Like the Lauridsen Madrigali, Gabriel Fauré’s “Madrigal” bridges the divide between Renaissance madrigals and contemporary composition. Fauré (1845–1924) himself nimbly occupied the liminal space between the Romantic movement of the nineteenth century and the burgeoning modernism of the twentieth. “Madrigal” employs Fauré’s customary lyricism against the now-familiar refrain urging pleasure instead of solitude. Interestingly, for all that “Madrigal” is a nineteenth-century composition, it is frequently performed by ensembles that otherwise limit themselves to the music of the Renaissance.

We close today with a return to the true Renaissance madrigal in the form of Clement Janéquin’s “Au joly jeu,” the oldest piece on the program. Janéquin (c. 1485–1558), like Farmer and Purcell after him, depicts a light-hearted scene of flirtation and coy playfulness, in which the melodies bounce along as merrily as the couple described in the text.
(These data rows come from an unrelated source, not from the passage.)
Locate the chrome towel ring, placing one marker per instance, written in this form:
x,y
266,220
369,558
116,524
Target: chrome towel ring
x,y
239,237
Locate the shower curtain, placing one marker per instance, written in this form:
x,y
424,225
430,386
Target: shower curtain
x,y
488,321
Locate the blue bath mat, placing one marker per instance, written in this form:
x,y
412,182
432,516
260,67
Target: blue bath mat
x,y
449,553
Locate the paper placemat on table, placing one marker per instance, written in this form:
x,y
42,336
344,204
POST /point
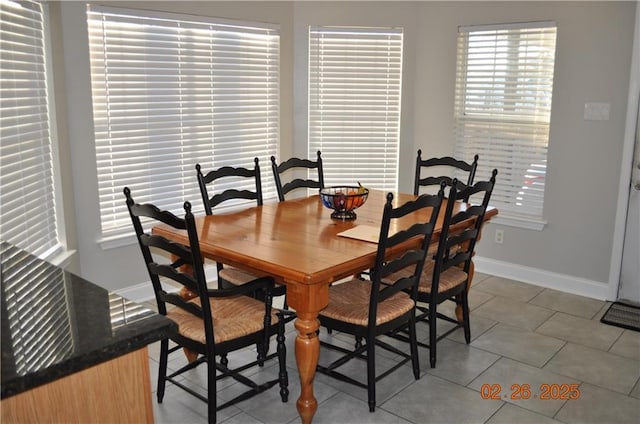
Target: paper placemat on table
x,y
362,232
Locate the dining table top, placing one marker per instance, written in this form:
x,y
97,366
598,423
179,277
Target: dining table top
x,y
296,240
298,244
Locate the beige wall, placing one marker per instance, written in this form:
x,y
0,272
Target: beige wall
x,y
593,60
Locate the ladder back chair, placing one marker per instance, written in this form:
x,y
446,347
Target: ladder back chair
x,y
289,167
213,324
368,309
227,275
436,165
447,276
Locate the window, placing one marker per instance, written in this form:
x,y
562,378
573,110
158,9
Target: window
x,y
170,91
27,196
355,77
504,84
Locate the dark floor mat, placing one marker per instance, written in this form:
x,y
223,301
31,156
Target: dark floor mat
x,y
623,315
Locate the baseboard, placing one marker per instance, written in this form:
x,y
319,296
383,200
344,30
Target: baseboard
x,y
143,292
547,279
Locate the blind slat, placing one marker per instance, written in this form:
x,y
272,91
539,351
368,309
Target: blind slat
x,y
170,91
355,79
504,83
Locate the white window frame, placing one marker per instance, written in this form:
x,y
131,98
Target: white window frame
x,y
354,104
179,64
40,202
504,87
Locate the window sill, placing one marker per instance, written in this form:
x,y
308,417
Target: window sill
x,y
114,242
526,223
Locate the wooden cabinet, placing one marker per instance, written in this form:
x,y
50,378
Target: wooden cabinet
x,y
115,391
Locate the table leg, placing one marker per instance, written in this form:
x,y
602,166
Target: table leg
x,y
307,352
459,307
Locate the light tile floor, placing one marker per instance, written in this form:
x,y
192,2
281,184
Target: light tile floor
x,y
522,334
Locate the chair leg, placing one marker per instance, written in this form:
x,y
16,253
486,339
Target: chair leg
x,y
432,335
371,373
413,345
162,369
283,376
465,317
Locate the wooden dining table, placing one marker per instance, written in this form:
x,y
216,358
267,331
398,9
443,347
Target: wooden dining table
x,y
297,243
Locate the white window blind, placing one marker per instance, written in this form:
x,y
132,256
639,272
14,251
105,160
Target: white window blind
x,y
504,84
170,91
355,83
27,197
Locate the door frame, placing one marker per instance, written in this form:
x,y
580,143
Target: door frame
x,y
627,164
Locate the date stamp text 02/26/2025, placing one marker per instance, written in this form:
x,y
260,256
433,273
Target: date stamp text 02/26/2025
x,y
525,391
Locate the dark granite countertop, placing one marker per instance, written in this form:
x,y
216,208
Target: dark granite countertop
x,y
55,323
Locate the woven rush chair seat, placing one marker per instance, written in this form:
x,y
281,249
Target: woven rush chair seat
x,y
213,323
224,312
349,302
450,278
447,276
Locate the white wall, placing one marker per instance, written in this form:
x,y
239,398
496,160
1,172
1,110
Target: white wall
x,y
122,267
593,60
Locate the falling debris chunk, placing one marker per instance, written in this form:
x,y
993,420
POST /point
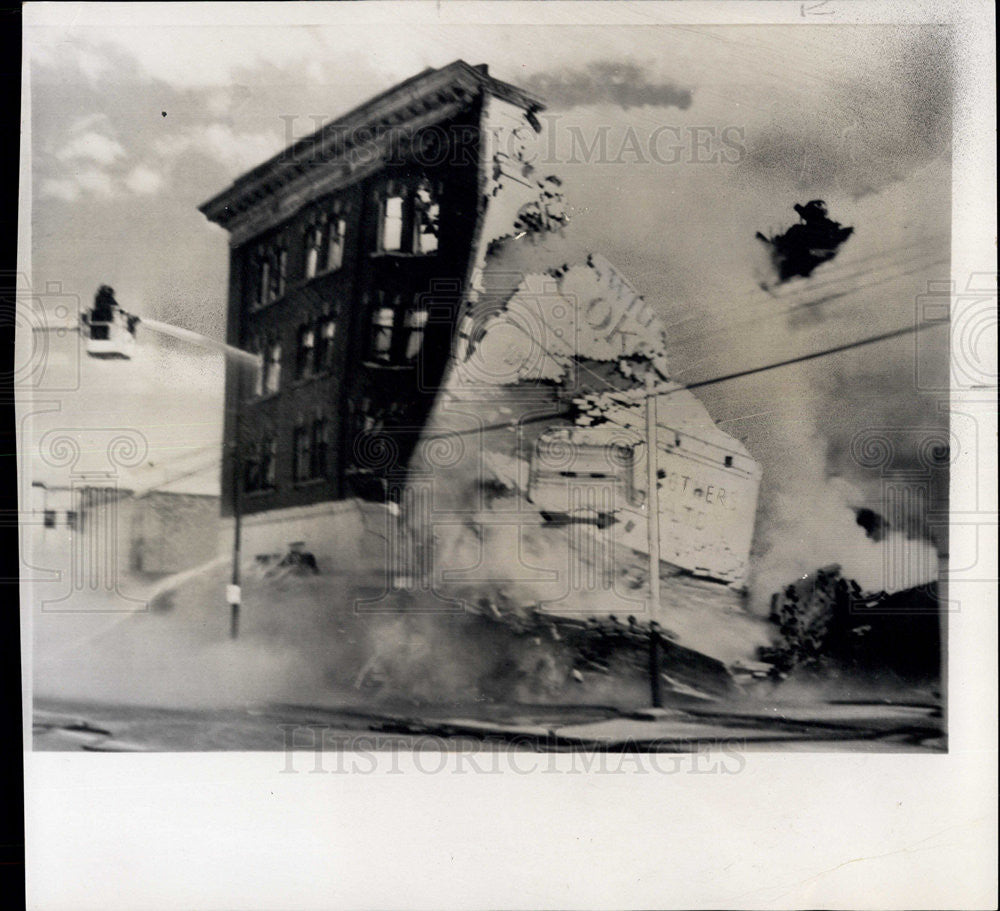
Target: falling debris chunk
x,y
815,240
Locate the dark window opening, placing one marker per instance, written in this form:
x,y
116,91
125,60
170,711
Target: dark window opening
x,y
300,448
383,329
305,351
260,465
336,231
397,331
314,244
409,217
272,368
324,343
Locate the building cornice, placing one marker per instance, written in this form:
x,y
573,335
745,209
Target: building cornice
x,y
342,151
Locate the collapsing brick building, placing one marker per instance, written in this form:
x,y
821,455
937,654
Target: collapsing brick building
x,y
503,426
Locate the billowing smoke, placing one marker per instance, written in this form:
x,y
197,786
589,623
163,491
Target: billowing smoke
x,y
626,85
810,518
870,143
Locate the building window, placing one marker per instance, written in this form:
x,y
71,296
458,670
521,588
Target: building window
x,y
318,447
305,350
410,217
258,374
391,227
300,450
426,212
268,462
324,343
272,368
383,324
336,232
259,465
263,281
270,277
309,445
413,325
314,244
397,331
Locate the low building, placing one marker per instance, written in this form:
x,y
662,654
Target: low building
x,y
100,534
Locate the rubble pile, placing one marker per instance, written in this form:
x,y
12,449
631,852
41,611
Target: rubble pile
x,y
828,624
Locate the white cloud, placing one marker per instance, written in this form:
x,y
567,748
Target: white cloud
x,y
143,181
98,183
93,146
59,188
235,150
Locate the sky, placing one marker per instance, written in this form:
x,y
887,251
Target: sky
x,y
709,135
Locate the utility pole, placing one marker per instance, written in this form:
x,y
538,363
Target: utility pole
x,y
653,526
652,501
233,591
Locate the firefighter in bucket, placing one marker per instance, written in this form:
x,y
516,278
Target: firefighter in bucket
x,y
110,330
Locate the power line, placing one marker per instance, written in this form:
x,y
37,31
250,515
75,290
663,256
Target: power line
x,y
802,358
815,302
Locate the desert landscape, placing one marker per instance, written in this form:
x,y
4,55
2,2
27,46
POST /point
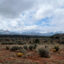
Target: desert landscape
x,y
32,49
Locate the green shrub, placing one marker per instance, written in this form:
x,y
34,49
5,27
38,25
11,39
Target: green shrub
x,y
31,47
14,48
43,53
7,48
36,41
25,47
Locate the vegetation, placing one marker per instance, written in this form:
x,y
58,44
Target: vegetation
x,y
43,53
56,48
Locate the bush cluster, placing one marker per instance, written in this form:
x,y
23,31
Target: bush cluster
x,y
43,53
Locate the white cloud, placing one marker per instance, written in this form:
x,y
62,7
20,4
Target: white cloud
x,y
23,15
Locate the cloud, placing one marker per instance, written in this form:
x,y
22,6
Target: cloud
x,y
30,15
13,8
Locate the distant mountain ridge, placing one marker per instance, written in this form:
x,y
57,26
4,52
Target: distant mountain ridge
x,y
6,32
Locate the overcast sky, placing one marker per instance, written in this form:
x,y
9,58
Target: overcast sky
x,y
32,15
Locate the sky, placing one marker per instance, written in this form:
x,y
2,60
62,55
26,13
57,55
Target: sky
x,y
32,15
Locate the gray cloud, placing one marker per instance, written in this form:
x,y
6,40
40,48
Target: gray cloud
x,y
13,8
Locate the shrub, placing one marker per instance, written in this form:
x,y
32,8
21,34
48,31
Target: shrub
x,y
19,54
36,41
56,48
31,47
43,53
7,48
14,48
25,47
34,46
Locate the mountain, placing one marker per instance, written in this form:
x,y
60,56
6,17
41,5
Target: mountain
x,y
6,32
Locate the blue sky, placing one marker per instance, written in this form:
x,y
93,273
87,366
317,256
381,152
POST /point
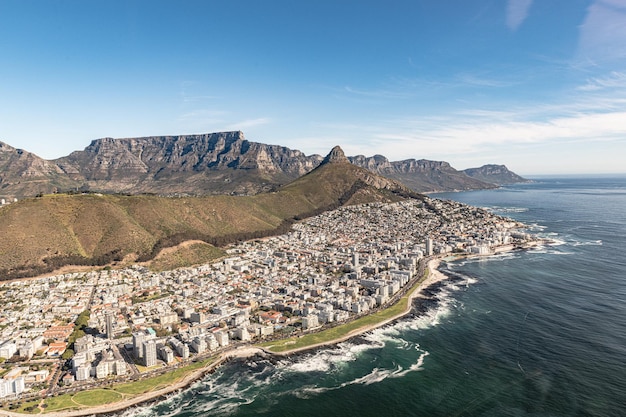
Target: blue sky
x,y
537,85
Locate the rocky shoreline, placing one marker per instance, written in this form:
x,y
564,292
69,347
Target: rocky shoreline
x,y
434,277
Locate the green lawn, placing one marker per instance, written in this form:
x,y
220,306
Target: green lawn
x,y
97,397
117,393
338,332
151,384
62,402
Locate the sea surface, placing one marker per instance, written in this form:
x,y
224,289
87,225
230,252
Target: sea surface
x,y
530,333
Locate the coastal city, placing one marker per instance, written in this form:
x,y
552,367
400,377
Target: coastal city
x,y
88,329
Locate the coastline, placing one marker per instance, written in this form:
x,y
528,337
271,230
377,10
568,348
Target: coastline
x,y
433,276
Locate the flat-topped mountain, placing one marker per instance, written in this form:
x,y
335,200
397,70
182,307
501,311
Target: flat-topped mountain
x,y
45,233
214,163
206,164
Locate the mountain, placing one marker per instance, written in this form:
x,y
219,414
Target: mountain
x,y
422,175
25,174
214,163
45,233
206,164
496,174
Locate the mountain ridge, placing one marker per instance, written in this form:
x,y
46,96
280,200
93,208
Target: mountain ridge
x,y
43,234
201,164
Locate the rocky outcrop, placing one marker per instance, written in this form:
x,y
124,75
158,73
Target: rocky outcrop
x,y
23,173
212,163
496,174
421,175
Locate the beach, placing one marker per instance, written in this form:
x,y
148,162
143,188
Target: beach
x,y
432,277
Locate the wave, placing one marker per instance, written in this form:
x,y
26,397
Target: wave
x,y
500,209
587,243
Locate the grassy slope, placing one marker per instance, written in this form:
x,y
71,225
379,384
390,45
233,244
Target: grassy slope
x,y
94,225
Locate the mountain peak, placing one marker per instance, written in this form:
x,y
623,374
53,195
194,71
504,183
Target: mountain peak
x,y
335,155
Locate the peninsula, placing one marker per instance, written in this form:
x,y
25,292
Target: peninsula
x,y
132,335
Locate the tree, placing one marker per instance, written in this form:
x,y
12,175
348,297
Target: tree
x,y
68,354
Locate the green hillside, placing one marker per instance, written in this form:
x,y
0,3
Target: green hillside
x,y
42,234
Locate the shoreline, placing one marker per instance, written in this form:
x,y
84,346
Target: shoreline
x,y
433,276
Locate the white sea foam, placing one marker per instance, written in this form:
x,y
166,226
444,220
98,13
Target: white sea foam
x,y
588,243
378,375
325,359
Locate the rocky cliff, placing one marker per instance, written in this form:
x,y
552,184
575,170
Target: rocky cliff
x,y
496,174
421,175
212,163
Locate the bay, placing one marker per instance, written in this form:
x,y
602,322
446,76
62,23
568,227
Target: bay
x,y
530,333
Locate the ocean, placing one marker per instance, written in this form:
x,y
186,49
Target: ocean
x,y
540,332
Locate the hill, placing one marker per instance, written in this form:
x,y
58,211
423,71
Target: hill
x,y
45,233
496,174
422,175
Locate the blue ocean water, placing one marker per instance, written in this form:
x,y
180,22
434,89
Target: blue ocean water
x,y
532,333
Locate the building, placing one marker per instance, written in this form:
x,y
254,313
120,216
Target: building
x,y
8,349
150,354
138,340
109,324
429,247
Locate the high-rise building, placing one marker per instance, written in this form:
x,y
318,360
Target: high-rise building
x,y
109,324
429,247
138,339
150,354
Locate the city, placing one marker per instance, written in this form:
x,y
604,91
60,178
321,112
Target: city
x,y
86,329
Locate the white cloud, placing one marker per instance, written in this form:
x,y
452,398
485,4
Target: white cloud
x,y
517,12
614,80
603,33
We find Janéquin’s work especially fitting as a closing piece because of its vintage: as Janéquin was one of the first composers whose music was printed using the modern techniques of movable type, he embodies the shift from medieval to modern practices of composing and performing. So, too, do madrigals and their descendants forge a connection between the music—and musicians—of the sixteenth century and those we enjoy today.